Beginning in February, 2019, Bachour will be teaching one class per week at the bakery to professionals who want to hone their pastry skills. He also has about 40 classes booked at pastry schools around the world, including three in China. He plans on cancelling half of these classes in order to spend time focusing on his new shop. “When I teach these classes, I always want to do something that has a real ‘wow factor.’ It’s very expensive for people to take these classes, so I want to make it worth their while. For three days it costs about $1000 for a class, plus the expense of the flight, plus the hotel – so it’s about $4000 for three or four days. So students want to see something new, not the same old thing, and I try to deliver that.”
Bachour has also been working on a joint venture with Italian mold company Pavoni. Last year he designed ten silicone and ten bonbon molds for them. Pavoni sold 100,000 of his bonbon molds alone, and his silicone molds are the #1 best sellers for the company. This year he designed another twenty molds for them – ten individual dessert molds and ten bonbon molds – and is currently working on a new line of color for entremets and bonbons. “Italy is a huge market for pastry,” says Bachour. “The pastry scene has really exploded there. It used to be very classic, very traditional, but now there’s a real revolution going on there. Gastronomy in Italy has become so elevated. There are so many two- and three-Michelin star restaurants in Rome and Milan. And there is an amazing pastry school there, CAST Alimenti in Bergamo – some of the best pastry chefs in the world are teaching there.”

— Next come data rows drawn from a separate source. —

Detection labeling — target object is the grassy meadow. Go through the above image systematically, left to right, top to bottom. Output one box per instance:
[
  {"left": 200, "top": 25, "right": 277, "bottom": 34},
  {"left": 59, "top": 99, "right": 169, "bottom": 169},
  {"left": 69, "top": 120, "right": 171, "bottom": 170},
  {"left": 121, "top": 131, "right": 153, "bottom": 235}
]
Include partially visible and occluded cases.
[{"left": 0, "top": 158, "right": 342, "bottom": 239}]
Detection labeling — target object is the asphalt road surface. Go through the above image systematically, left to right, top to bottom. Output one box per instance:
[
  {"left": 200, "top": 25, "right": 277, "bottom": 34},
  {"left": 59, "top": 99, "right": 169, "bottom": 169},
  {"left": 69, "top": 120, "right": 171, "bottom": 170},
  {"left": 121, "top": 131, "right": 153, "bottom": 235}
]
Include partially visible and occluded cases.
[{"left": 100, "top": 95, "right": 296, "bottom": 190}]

For now, though, Antonio Bachour’s primary goal is to elevate the pastry scene here in the U.S. “Mostly, I want to do something that makes me really proud, something exceptional,” he declares. “My goal is to open the best bakery in the United States and I want to make it a destination for pastry for people all over the world.” No sugar-coating in that statement. But, after all, isn’t determination the stuff that dreams are made of?
Bachour, 2020 Salzedo, Coral Gables, Florida
Hours: 7 am to 7 pm
Serving breakfast, brunch and lunch daily.